What data tells us
- In 2012, 4,957 motorcyclists were killed on the Nation’s roadways.
- There was a 33-percent increase in motorcyclist fatalities from 2003 to 2012.
- During 2012, 93,000 motorcyclists were injured—an increase of 12,000 from the previous year.
- There were 10 times as many unhelmeted motorcyclist fatalities in States without universal helmet laws (1,858) as in States with universal helmet laws (178) in 2012. These States were nearly equivalent with respect to resident population.
- In 2012, there were 19 States with universal helmet laws. The average use rate of DOTcertified motorcycle helmets was 89 percent in States with universal helmet laws, compared to 49 percent in States without universal helmet laws.
- In a study of patients admitted to a shock trauma center in Baltimore, Maryland, 50 percent of the motorcyclists wearing a substandard helmet (sometimes referred to as a novelty helmet) received a head injury compared to 23 percent of motorcyclists wearing DOT-certified motorcycle helmets.
- More than half of the motorcyclists killed across the United States in 2012 were age 40 or older.
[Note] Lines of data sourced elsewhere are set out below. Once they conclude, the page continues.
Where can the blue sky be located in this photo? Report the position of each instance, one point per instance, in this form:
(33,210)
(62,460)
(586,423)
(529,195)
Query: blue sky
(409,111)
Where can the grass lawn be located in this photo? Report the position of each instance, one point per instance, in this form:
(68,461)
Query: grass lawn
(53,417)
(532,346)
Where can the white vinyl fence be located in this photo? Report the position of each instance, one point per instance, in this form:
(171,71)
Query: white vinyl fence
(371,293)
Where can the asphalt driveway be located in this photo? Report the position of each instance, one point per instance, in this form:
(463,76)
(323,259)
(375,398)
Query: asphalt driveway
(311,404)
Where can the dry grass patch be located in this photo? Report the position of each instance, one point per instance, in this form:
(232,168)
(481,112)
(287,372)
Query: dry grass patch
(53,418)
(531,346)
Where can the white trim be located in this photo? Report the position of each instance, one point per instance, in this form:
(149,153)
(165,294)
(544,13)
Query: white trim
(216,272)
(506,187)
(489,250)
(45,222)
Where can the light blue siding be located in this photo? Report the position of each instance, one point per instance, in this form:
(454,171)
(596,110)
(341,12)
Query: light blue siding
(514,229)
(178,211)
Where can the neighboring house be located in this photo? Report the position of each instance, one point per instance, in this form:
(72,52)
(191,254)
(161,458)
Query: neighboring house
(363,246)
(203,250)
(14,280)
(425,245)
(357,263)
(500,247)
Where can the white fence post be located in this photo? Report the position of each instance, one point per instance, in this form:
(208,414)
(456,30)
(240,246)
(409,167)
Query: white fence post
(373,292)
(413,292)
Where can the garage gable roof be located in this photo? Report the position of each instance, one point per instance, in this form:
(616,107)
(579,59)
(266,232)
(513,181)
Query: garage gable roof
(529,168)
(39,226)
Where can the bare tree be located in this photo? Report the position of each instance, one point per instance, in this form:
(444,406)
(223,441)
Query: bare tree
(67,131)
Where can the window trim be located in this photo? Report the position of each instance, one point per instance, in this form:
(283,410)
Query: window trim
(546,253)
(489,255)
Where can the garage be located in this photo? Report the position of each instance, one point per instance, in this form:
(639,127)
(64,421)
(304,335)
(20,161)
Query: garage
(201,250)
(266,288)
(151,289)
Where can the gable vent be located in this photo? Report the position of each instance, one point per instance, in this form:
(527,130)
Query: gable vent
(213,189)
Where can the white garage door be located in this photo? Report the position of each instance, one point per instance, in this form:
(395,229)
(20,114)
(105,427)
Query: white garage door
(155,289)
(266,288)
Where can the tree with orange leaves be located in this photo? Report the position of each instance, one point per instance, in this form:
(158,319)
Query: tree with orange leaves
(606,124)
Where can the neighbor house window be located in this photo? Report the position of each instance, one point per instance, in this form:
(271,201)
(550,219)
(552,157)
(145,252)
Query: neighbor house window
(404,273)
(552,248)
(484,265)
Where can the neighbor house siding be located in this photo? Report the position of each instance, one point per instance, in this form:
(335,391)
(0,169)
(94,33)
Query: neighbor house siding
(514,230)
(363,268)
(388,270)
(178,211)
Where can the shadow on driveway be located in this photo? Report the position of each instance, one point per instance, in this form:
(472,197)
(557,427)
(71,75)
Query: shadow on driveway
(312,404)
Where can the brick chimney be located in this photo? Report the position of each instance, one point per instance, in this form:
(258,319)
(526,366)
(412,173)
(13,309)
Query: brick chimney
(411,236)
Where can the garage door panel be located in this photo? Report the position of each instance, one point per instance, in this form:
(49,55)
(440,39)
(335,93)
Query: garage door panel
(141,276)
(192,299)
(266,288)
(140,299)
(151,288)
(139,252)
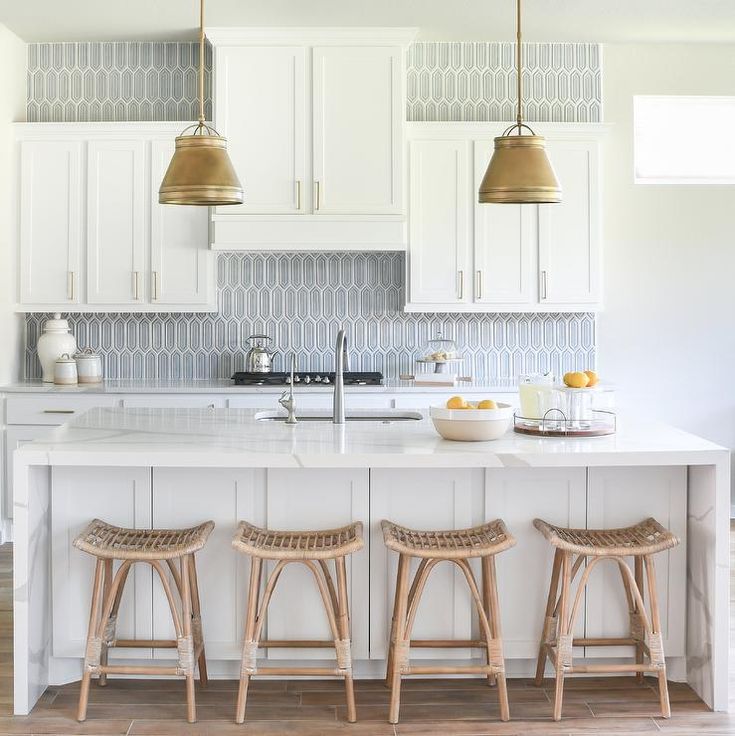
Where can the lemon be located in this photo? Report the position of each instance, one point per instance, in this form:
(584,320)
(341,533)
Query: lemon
(576,379)
(457,402)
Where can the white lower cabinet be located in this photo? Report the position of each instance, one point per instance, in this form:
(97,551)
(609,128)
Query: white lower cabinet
(343,497)
(621,497)
(422,499)
(190,496)
(518,496)
(121,496)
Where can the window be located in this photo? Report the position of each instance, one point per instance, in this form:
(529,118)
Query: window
(684,140)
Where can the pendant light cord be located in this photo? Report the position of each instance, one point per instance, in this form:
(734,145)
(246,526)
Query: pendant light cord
(201,62)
- According to the National Roadside Survey conducted in 2007, almost 6 percent of motorcyclists are estimated to be riding while alcohol-impaired (not crash-related figures) at night. This was the largest percentage of impairment compared to drivers of passenger cars, light trucks, SUVs and vans.
- In fatal crashes in 2012, a higher percentage of motorcycle riders had blood alcohol concentrations (BAC) of .08 grams per deciliter or higher than any other type of motor vehicle driver. More than 1 in 4 (27%) motorcycle riders involved in fatal crashes were alcohol-impaired.